I have the perfect paper for you: http://www.stat.columbia.edu/~liam/teaching/neurostat-fall17/papers/hmm/rabiner.pdf
Note afaik there are newer BW methods.
Attempted simple explanation for Viterbi:
The goal of viterbi is to find an optimal sequence of states during some discrete period of time.
Start off with the initial probabilities of being in a state $s$ at time $t=0$. Then increase $t$ and for each state at that time ($t=1$), find the best state $s$ at $t-1$ (best as in the sequence which gives the highest probability). Save this information. That means for each state $s$ at $t=1$ save what the best state $s$ at $t=0$ is. Also save the probability for that (optimal) sequence.
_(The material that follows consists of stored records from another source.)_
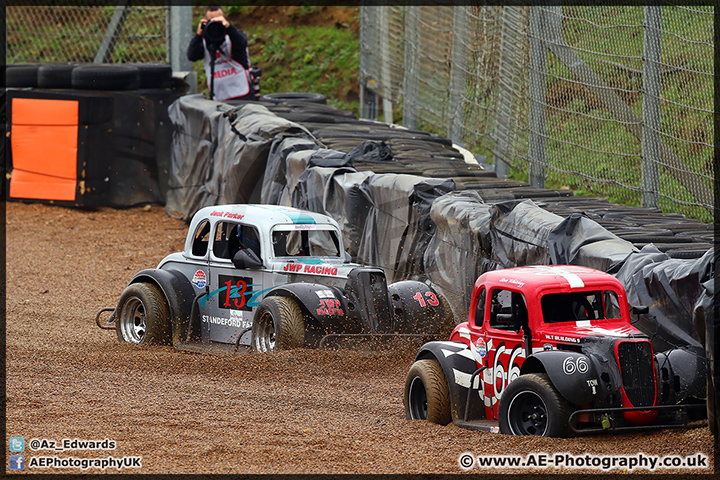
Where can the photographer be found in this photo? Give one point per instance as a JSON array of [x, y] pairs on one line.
[[224, 49]]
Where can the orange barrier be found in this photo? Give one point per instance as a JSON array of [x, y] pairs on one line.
[[44, 144]]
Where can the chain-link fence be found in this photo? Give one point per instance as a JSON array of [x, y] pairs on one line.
[[612, 101], [88, 33]]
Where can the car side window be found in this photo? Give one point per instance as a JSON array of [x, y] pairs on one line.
[[480, 309], [231, 237], [201, 239], [508, 310]]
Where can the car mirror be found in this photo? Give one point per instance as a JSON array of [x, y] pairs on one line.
[[246, 258]]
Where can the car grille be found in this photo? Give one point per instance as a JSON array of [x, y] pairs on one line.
[[638, 371]]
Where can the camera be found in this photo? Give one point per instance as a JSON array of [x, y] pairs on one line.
[[214, 34]]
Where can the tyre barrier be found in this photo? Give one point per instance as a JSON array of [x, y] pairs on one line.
[[419, 153], [294, 97], [124, 132]]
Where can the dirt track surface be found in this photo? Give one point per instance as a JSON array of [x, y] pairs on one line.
[[303, 411]]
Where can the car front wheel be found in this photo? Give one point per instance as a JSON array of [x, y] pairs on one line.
[[530, 405], [278, 325], [142, 316], [427, 396]]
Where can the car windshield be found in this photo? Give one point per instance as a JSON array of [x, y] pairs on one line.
[[303, 240], [574, 306]]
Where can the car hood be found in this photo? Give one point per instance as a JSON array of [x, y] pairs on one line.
[[574, 331], [315, 267]]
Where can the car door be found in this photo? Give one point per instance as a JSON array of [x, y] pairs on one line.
[[504, 341], [233, 296]]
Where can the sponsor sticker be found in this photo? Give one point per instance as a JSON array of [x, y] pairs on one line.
[[481, 348], [199, 279]]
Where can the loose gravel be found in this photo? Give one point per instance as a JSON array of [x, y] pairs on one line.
[[303, 411]]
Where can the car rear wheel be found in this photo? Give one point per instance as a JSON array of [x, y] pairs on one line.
[[142, 316], [278, 325], [427, 396], [530, 405]]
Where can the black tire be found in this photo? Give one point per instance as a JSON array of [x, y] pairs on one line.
[[21, 75], [106, 77], [712, 419], [278, 325], [427, 396], [143, 316], [55, 75], [294, 97], [531, 405]]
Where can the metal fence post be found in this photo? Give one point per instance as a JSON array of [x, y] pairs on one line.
[[411, 75], [537, 100], [368, 98], [510, 38], [104, 53], [651, 105], [385, 73], [180, 31], [456, 106]]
Then increase $t$ to $t=2$, and repeat the procedure (with the probabilities for each state $s$ at $t-1$ being the just calculated best probabilities for that state). At some point you'll reach $t=T$ (last point in time). Then you just pick the state with the highest probability, and remember for each state at each time you have saved the best state for $t-1$, so take the best state at $t=T$ and then work your way backwards always picking that saved optimal state.
To elaborate on what it does on a more general level: If you have a set of states $S$ which can all be picked over some duration of time $T$, a naive solution to find the best sequence would be to enumerate all possible sequences and then calculate the probability for each of them (that means calculating the product of the state and transition probabilities). The mistake one is doing here is that a lot of the calculations are duplicated, as an example you could have two sequences $p_1, p_2$ ($p$ is a sequence of states) where the only difference is the final state, yet with this approach you are calculating the probabilities of the shared states for both $P(p_1)$ and $P(p_2)$.
By taking the iterative approach used in viterbi, there are no duplicated calculations, so obviously it will be a lot more efficient.